Upcoming recital highlights in the 2015/16 season include a return performance at the International Piano Series in London, Belgrade’s Kolarac Concert Hall, The Philharmonic Society in Las Palmas, Palau de la Música Catalana in Barcelona, Berliner Klavierfestival at Konzerthaus Berlin and recitals across Australia including Hobart, Lauceston and Adelaide.  Frequent recitals at major London based venues have included the Great Performers series at the Barbican and recently in the London Pianoforte Series at Wigmore Hall.  In addition, Nikolai also appears at distinguished festivals around the world including Aldeburgh, Beijing, Dubrovnik, Eilat, Glasgow, New York, Oslo, Singapore and Warsaw.  Last summer Nikolai undertook a four week long tour to Australia and New Zealand performing a cycle of five different recital programmes and two concerto programmes to high acclaim from both critics and audiences alike.

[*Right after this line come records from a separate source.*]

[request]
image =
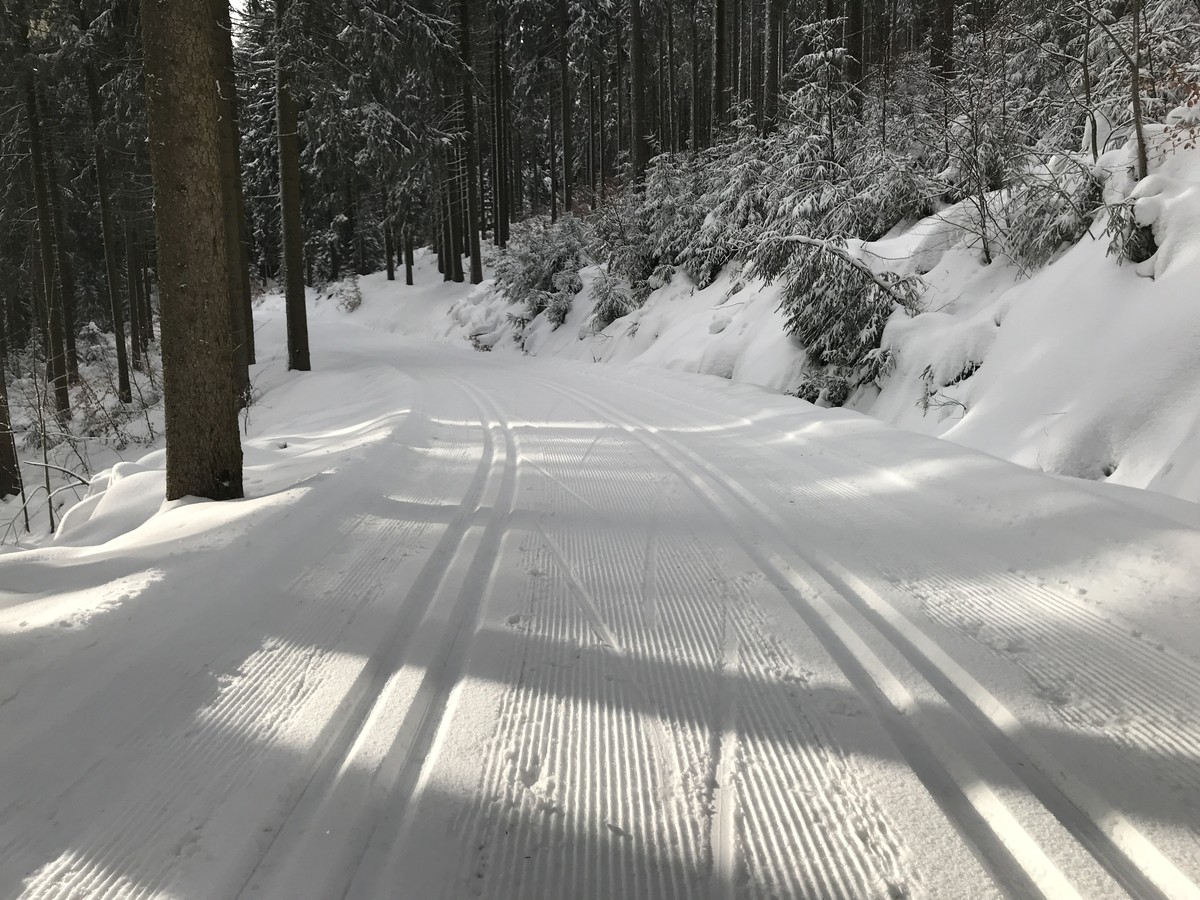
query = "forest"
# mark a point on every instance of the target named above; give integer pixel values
(322, 139)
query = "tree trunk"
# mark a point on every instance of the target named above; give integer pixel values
(695, 78)
(637, 91)
(941, 60)
(568, 108)
(772, 53)
(672, 97)
(720, 64)
(855, 46)
(389, 244)
(53, 311)
(132, 283)
(408, 255)
(292, 229)
(1135, 90)
(231, 185)
(467, 76)
(66, 271)
(553, 169)
(203, 444)
(10, 465)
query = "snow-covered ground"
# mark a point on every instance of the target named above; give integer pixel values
(528, 628)
(1087, 367)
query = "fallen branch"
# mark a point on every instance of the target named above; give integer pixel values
(82, 480)
(888, 287)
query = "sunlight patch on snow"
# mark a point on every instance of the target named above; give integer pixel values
(75, 609)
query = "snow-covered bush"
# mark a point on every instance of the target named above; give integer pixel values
(838, 310)
(1048, 209)
(611, 300)
(540, 269)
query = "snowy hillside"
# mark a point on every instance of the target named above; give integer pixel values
(1089, 367)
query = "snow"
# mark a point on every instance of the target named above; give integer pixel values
(1083, 369)
(505, 627)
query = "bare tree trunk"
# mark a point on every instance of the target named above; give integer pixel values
(132, 281)
(66, 271)
(203, 444)
(1135, 90)
(553, 169)
(941, 60)
(10, 465)
(567, 96)
(472, 150)
(694, 107)
(408, 255)
(231, 185)
(55, 354)
(720, 64)
(292, 229)
(772, 53)
(637, 91)
(389, 247)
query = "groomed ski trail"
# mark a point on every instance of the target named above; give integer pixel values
(547, 634)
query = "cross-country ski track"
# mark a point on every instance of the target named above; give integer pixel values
(503, 628)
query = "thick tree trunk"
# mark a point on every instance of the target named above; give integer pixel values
(467, 77)
(231, 181)
(203, 444)
(292, 228)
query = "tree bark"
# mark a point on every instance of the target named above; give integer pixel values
(203, 444)
(132, 279)
(567, 117)
(640, 150)
(66, 271)
(292, 228)
(10, 465)
(772, 54)
(720, 64)
(408, 255)
(240, 322)
(467, 77)
(941, 60)
(55, 354)
(1135, 91)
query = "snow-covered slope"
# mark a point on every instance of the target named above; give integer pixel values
(1087, 369)
(490, 627)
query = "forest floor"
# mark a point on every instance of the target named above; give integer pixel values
(507, 628)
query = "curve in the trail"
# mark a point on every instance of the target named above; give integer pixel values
(1013, 856)
(382, 744)
(570, 789)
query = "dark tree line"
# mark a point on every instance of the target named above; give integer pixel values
(313, 139)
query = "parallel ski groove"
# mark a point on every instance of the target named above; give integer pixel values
(858, 663)
(261, 702)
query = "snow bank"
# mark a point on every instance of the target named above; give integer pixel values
(1084, 370)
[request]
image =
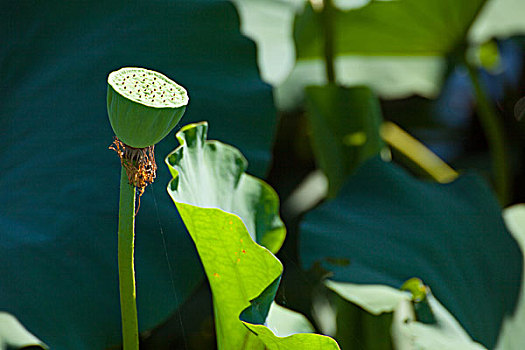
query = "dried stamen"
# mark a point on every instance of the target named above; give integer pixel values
(139, 163)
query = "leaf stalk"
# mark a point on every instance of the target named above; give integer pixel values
(494, 132)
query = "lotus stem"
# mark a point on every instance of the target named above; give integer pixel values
(126, 246)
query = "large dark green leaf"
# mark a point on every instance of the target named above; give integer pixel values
(58, 207)
(404, 27)
(345, 126)
(392, 227)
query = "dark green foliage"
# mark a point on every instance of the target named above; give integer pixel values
(58, 209)
(393, 227)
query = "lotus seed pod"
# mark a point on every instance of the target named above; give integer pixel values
(143, 105)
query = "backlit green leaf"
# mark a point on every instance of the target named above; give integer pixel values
(213, 194)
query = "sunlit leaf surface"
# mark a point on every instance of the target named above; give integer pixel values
(212, 194)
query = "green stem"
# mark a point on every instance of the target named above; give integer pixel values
(126, 269)
(328, 28)
(493, 128)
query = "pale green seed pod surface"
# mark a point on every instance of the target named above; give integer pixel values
(143, 105)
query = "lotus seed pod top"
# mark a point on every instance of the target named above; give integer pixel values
(143, 105)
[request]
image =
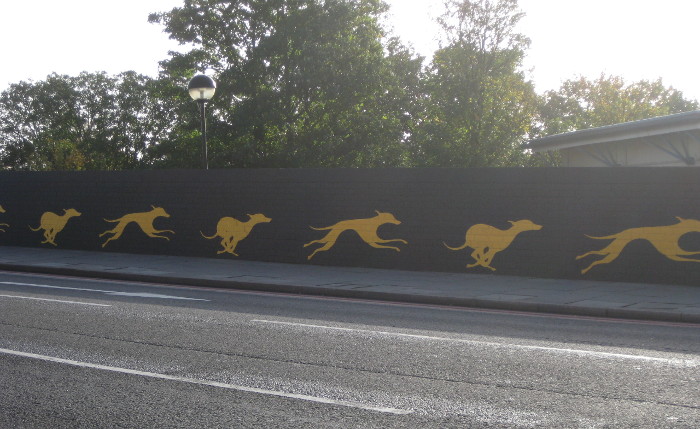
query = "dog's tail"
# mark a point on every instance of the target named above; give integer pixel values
(208, 238)
(607, 237)
(464, 246)
(321, 229)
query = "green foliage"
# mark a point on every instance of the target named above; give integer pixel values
(317, 85)
(583, 103)
(92, 121)
(478, 106)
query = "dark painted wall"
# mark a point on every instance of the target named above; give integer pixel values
(433, 205)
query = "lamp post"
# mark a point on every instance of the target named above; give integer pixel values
(202, 89)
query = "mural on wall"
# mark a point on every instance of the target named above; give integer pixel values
(487, 240)
(143, 219)
(2, 210)
(365, 228)
(232, 231)
(52, 224)
(664, 239)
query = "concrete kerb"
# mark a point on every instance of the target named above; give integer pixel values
(520, 306)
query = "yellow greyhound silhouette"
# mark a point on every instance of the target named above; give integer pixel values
(365, 228)
(663, 238)
(487, 240)
(2, 210)
(52, 224)
(144, 220)
(232, 231)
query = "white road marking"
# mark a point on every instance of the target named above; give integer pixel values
(316, 399)
(675, 362)
(55, 300)
(108, 292)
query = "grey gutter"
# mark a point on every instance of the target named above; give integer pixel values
(680, 122)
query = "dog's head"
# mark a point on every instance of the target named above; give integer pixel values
(259, 218)
(159, 211)
(525, 225)
(71, 212)
(384, 217)
(690, 224)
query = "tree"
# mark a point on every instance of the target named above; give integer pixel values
(316, 82)
(478, 107)
(607, 100)
(92, 121)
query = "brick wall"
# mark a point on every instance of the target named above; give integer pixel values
(435, 207)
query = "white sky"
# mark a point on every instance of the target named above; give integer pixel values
(636, 39)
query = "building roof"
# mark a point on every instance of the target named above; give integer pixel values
(687, 122)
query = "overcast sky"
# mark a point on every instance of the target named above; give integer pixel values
(635, 39)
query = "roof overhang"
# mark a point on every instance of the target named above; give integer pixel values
(662, 125)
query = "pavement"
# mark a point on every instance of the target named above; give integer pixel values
(672, 303)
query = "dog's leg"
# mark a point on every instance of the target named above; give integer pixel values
(682, 259)
(379, 246)
(391, 241)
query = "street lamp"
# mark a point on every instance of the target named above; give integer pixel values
(201, 90)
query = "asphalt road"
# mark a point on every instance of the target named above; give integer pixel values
(92, 353)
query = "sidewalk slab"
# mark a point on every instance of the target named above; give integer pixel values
(577, 297)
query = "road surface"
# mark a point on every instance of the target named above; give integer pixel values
(88, 353)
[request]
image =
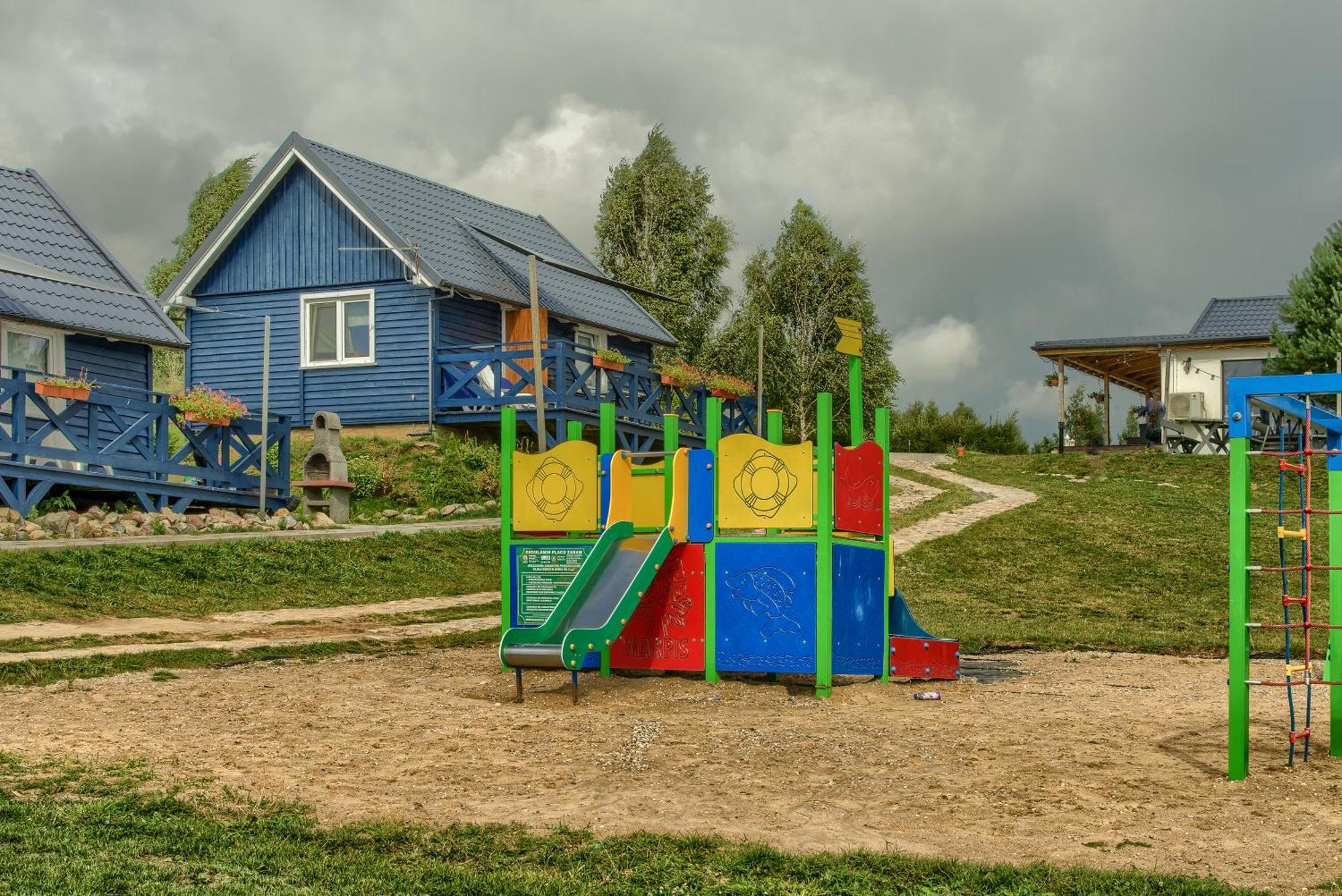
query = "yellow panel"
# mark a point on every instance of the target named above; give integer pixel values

Concerto highlights in recent and upcoming seasons include appearances across the globe, most notably with the Queensland Symphony, Adelaide Symphony, Orquestra Simfònica de Barcelona i Nacional de Catalunya, NCPA Orchestra Beijing, Melbourne Symphony, Orchestre National de France, Polish National Radio Symphony Orchestra, Flanders Symphony Orchestra, Philharmonia, Singapore Symphony,  Orquesta Nacional de España, Sinfonieorchester St Gallen, Poznan Philharmonic, Ulster and Hallé orchestras and London Mozart Players

For Hyperion Records Nikolai Demidenko has recorded albums of Bach–Busoni, Chopin, Clementi, Liszt, Medtner, Mussorgsky, Prokofiev, Rachmaninov, Schubert and Schumann and concertos by Chopin, Medtner (which won a Gramophone Award), Scriabin, Tchaikovsky and Weber as well as the complete Prokofiev Concertos with the London Philharmonic Orchestra conducted by Alexander Lazarev.  For the Munich-based AGPL label he has recorded Beethoven’s Hammerklavier Sonata, a collection of Scarlatti sonatas and a Chopin CD which won the Preis der deutschen Schallplattenkritik.  Autumn 2008 saw the release of a new Chopin CD, including his first recording of the Twenty-four Preludes, for Onyx Classics. This CD won the MIDEM 2010 Special Chopin Award for a new recording.

In 2014 he was awarded an honorary doctorate from the University of Surrey in recognition of his outstanding contribution to the field of Music and the University.